He sighed. How was she to know? But all the partners he had had in London had seemed to know by instinct. It was, he supposed, easier to be the man in such a dance than the woman.
“Trust me,” he said. “Try again. Aunt Hannah?”
But they had clearly reached their limit for today, he realized after six or seven more tries, none of which were very much more successful than the first. Perhaps tomorrow she would do better or he would have thought of another way to teach her. If worse came to worst, he supposed she could sit out the waltzes at the Christmas ball. She would not be able to perform the dance in London, after all, until one of the patronesses of Almack’s gave her the nod of approval. But she would be disappointed, he believed, if she were forced to miss one of the pleasures of the ball over Christmas. And he did not wish to see her disappointed.
The countess was still standing where she had been for the past hour. Perhaps she had thought it incumbent upon herself to act as chaperon, he thought unkindly. Perhaps she had imagined that while Aunt Hannah was engrossed in her music he would have been busy seducing Margaret behind the bench.
And then he had one of those sudden memories that had haunted him for a couple of years after he left England, and even in more recent years had come upon him out of the blue, so to speak, often when he had least expected them, to disturb his peace. A memory of dancing the minuet with a young and smiling Christina. Graceful, light of foot, almost ethereal in one of the delicate white ballgowns she had always worn, she had held his eyes and the whole of his attention. There had always been warmth in her sparkling eyes, in her flushed cheeks, in her parted lips.
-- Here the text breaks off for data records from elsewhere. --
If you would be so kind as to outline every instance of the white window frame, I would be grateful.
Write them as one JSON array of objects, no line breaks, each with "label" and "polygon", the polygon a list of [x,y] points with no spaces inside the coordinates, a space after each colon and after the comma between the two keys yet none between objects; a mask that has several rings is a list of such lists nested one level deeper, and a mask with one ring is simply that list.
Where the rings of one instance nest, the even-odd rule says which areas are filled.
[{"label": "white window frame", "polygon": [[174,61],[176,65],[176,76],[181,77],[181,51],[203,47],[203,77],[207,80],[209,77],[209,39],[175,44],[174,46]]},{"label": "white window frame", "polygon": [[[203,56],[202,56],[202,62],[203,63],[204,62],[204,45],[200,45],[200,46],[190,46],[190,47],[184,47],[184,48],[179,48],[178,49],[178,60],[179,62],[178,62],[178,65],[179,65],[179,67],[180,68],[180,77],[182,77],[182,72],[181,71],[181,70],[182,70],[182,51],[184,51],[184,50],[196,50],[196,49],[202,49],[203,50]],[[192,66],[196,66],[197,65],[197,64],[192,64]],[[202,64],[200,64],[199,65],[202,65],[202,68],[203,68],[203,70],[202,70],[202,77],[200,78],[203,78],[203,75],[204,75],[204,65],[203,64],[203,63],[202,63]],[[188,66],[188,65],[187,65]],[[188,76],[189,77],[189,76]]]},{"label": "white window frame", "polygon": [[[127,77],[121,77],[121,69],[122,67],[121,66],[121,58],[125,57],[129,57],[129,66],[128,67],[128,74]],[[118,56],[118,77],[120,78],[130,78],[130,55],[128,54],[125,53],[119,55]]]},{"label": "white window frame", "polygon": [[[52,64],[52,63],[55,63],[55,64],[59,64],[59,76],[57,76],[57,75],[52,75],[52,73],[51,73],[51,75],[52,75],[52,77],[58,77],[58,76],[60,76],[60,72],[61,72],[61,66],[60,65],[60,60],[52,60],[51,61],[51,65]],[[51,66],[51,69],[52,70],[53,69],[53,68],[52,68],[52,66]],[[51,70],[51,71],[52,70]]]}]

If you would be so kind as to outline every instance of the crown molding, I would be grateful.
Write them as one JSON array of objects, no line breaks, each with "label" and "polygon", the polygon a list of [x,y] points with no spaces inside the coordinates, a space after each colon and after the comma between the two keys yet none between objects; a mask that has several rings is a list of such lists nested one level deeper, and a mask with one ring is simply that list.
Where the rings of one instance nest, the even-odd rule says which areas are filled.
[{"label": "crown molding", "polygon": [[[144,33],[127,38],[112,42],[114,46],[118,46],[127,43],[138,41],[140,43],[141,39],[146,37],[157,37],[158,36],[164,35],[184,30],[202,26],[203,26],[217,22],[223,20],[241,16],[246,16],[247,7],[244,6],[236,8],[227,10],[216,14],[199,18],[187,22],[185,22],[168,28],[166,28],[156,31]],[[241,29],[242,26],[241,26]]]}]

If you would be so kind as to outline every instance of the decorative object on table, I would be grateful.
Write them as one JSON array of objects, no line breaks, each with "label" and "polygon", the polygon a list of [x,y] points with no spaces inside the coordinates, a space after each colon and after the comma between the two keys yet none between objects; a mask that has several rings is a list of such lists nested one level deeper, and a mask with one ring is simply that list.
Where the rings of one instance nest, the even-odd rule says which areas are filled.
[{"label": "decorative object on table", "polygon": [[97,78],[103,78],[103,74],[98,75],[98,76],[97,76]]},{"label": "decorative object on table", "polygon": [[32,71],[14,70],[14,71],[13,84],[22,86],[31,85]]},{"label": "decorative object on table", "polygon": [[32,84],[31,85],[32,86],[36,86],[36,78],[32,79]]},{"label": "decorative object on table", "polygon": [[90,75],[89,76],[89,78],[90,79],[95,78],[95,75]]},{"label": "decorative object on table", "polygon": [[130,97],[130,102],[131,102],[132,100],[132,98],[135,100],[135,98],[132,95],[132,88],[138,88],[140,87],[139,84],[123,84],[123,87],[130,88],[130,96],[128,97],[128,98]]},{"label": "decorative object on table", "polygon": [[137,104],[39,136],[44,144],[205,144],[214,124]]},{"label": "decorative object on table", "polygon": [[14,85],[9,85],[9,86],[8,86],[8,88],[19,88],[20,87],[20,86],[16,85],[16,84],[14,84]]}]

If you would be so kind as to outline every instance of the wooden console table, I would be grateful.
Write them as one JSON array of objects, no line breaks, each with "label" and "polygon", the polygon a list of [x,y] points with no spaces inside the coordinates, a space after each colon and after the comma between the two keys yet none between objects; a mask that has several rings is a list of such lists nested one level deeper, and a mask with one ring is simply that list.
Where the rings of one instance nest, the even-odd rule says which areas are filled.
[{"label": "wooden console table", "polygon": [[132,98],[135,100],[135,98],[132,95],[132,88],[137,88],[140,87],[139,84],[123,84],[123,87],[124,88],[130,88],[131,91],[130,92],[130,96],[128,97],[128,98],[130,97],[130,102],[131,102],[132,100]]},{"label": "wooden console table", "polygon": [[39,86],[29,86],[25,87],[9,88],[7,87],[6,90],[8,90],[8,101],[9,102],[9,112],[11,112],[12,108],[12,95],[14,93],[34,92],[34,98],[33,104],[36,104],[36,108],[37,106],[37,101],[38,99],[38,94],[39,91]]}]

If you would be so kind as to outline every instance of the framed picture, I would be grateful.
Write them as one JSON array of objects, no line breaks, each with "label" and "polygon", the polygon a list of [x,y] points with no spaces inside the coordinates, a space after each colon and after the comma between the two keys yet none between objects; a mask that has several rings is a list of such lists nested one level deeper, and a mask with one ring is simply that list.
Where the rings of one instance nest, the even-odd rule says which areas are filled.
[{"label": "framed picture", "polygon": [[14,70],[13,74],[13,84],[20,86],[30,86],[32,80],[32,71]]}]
She had, he had told her once, been born to dance. She had laughed at him and danced on.
She stood now, dark and cold and disapproving just inside the ballroom doors—Christina ten years later. He felt another wave of the growingly familiar dislike.
“Thank you, Aunt Hannah,” he said. “And thank you, Margaret. I believe that will do for today. You will learn more, perhaps, from watching the dance performed correctly. You will watch her ladyship and me waltz together.” He was leading Margaret across the floor as he spoke—and he had raised his voice.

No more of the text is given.